In the paper we describe recent micromagnetics simulations on NdFeB grains that have undergone a dysprosium (Dy) grain boundary diffusion process (GBDP). The super hard (Dy,Nd)FeB shell that is formed during this process stabilizes the grains against thermal fluctuations that can be detrimental to the coercivity of the magnet in high-temperature situations. NdFeB permanent magnets are usually doped with Dy to increase their performance at high temperatures but the GBDP allows us to target the Dy at the most important locations i.e. the grain surface, thus reducing the overall required amount of Dy, which is expensive and in short supply.

Such magnets are critical components of wind turbines, electric/hybrid vehicles, marine propulsion and manufacturing machinery. By working to improve the performance of permanent magnets we can make such machines lighter and more energy efficient.

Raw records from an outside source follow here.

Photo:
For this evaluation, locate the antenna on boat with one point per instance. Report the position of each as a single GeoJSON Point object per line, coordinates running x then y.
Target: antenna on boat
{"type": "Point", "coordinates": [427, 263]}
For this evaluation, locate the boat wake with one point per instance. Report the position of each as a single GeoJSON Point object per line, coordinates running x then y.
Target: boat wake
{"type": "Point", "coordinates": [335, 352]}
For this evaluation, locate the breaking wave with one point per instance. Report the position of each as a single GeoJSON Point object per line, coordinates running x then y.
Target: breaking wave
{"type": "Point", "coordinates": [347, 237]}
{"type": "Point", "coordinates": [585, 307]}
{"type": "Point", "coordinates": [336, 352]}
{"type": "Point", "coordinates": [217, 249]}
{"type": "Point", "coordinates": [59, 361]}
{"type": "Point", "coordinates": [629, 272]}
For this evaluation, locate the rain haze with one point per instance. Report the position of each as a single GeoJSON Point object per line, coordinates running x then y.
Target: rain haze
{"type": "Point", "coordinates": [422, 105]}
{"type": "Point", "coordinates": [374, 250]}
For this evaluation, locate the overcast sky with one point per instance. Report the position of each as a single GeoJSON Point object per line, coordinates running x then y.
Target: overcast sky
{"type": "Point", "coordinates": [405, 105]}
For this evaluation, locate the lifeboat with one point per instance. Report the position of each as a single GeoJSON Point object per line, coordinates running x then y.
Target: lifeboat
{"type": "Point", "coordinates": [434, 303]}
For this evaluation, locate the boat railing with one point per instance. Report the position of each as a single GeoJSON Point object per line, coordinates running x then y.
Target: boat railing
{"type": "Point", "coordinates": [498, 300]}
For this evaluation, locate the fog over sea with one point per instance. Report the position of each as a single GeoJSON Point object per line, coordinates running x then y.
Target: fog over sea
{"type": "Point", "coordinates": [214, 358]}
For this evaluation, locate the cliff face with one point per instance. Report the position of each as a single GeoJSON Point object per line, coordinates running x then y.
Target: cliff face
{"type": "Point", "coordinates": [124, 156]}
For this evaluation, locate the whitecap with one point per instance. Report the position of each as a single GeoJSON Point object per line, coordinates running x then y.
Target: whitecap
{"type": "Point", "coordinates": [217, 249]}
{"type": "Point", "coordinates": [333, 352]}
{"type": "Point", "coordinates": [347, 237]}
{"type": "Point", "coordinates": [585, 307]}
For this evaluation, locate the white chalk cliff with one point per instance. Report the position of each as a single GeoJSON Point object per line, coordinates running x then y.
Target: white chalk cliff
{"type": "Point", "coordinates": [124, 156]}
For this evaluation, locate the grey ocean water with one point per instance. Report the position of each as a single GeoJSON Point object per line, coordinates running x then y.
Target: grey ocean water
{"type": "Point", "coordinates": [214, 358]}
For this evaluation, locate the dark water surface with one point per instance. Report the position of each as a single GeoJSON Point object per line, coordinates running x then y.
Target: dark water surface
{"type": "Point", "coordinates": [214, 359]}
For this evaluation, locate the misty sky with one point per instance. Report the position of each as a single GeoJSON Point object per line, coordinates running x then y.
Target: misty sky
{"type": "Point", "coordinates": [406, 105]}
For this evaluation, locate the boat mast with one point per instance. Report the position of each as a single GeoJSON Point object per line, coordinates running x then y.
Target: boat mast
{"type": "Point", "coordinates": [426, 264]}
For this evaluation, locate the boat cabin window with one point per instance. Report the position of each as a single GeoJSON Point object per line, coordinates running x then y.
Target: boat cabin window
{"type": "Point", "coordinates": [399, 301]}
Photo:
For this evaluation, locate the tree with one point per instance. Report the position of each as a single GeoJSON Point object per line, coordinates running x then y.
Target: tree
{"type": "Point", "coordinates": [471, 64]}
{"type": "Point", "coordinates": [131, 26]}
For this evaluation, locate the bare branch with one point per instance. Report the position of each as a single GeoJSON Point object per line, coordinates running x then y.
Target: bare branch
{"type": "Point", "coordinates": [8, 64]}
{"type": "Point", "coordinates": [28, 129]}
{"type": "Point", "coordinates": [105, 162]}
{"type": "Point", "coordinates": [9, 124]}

Figure: Simulations of the reversal process in NdFeB grains with (i) a pure NdFeB grain, (ii) a NdFeB grain with a soft outer defect and (iii) NdFeB core, (Dy, Nd)FeB shell and an outer soft defect. Thermally-activated coercive field values are indicated with the field direction (red arrows). The saddle point image is the configuration with the highest total energy, forming the peak of the energy barrier.